Mindful there will be ales that are slow starters so a lighter production of 5 BBL may be in order. If you want to focus on variety and rotation then consider 10 BBL vessels with some 5 BBL runs. A 20 BBL FV (Fermenting Vessel) with a 20 BBL BBT (Bright Tank) for that earmarked/reserved space. The additional tanks to accommodate increased distribution and the introduction of flagships. A multi tap offering is aesthetically very attractive typically up to 15 taps (faucets). The majority of modern faucets now available with a built in restrictor. Avoid chrome plated faucets as these tarnish easily and become lacklustre in as little as 12 months. The offerings are endless and limited only by brewing constraint, yeast cost and imagination. American Pale Ale, IPA, Pilsener, Blonde, Kolsch, Belgian Witbier, German wheats and Stouts complemented by malt combos and local ingredients.

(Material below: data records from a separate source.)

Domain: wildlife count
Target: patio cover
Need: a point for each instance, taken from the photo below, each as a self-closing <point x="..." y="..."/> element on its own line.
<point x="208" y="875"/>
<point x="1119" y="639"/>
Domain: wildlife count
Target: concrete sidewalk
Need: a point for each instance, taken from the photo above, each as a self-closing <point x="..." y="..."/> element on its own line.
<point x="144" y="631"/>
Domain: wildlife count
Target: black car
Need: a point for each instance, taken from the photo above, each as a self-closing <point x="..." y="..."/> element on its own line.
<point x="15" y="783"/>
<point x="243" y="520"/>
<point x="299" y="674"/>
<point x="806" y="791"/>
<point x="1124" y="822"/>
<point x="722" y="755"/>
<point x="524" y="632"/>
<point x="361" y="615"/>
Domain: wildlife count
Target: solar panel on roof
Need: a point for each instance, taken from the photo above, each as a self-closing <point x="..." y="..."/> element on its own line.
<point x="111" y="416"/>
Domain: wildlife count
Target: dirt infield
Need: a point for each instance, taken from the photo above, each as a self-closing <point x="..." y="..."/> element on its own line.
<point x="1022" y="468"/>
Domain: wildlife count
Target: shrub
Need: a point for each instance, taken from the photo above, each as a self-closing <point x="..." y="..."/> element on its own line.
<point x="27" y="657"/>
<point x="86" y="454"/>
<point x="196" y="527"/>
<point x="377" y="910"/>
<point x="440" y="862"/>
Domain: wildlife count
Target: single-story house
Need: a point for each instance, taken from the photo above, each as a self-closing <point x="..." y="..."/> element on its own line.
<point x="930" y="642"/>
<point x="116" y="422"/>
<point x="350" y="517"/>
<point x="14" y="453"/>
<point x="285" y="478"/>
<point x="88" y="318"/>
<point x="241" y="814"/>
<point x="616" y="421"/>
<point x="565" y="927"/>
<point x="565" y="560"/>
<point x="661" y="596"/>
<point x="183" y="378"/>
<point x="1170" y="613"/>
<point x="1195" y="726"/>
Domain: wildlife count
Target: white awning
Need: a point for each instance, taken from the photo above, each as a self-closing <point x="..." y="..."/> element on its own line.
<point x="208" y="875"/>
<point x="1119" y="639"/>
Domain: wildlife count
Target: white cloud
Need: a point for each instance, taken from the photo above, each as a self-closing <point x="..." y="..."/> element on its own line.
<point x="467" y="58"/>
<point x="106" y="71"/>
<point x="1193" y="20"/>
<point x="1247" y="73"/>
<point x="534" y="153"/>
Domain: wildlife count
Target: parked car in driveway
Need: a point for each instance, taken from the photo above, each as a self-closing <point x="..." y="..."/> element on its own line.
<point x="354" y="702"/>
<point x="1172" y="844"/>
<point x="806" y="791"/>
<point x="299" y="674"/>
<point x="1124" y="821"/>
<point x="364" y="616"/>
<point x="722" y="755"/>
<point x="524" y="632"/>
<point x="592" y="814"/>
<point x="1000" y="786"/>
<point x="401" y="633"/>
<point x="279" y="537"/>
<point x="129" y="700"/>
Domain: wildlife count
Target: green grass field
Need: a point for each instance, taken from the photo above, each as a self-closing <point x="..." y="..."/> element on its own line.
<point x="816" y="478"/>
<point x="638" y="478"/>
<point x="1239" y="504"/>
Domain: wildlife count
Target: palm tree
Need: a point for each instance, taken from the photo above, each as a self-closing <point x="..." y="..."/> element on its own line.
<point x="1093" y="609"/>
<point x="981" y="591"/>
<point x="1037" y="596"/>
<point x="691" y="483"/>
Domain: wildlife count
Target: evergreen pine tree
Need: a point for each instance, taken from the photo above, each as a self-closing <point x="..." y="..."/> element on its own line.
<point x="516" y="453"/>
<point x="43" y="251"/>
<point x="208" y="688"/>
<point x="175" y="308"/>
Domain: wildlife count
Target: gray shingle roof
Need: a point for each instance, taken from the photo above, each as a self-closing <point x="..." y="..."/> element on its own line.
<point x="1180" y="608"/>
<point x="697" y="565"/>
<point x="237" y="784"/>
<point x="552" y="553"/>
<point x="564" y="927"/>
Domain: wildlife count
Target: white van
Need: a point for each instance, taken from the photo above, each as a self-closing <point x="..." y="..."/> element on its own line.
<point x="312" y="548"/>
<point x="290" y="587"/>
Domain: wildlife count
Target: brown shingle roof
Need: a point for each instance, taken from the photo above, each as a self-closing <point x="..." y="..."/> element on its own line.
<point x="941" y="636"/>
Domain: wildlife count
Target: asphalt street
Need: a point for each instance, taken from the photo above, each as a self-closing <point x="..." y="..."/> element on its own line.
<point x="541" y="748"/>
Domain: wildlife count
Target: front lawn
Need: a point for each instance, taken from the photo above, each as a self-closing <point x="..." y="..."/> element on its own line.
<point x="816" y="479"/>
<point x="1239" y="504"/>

As much consideration should go in to a commercial brewery cooling system that will complement your capacity and production. Do you rely on one single high capacity unit serving 2 to 4 FV’s or a remote beer cooler serving individual FV’s. What effect would a fault and the loss of cooling (single high capacity unit) have on the brewing process. With individual chillers if one unit fails this doesn’t need to be terminal. However asides from the KW’s (Kilowatts) of cooling required a number of other variables then come in to play. A single high capacity unit built for external use and the associated heat generated remains outside. The smaller remote beer chiller while very robust are for internal use. Therefore the heat generated by these single units dissipates to the immediate area. Consequently this then raises the ambient temperature of the brewery.
For a balance and the flexibility of single units heat dumps can always be considered. These remote beer cooler systems offer the best of both worlds but are more convoluted. In that in order to remove the heat to outside extraneous external heat dumps are required. This involves pumping a glycol mix (typically 70/30) to the external heat dump with 15mm flow and return. For safety external remote beer cooler heat dumps utilise a 24V fan motor from a transformer within the remote beer cooler. With reference to the glycol medium this can also apply to the brewing process for crash cooling. The typical formula for crash cooling in fermenters (after fermentation) is Q = M x Cp x ΔT. That being the formula used to determine the commercial brewery cooling system but this is not a perfect science. The specific heat of beer being 4.05 kilojoules/kilogram kelvin.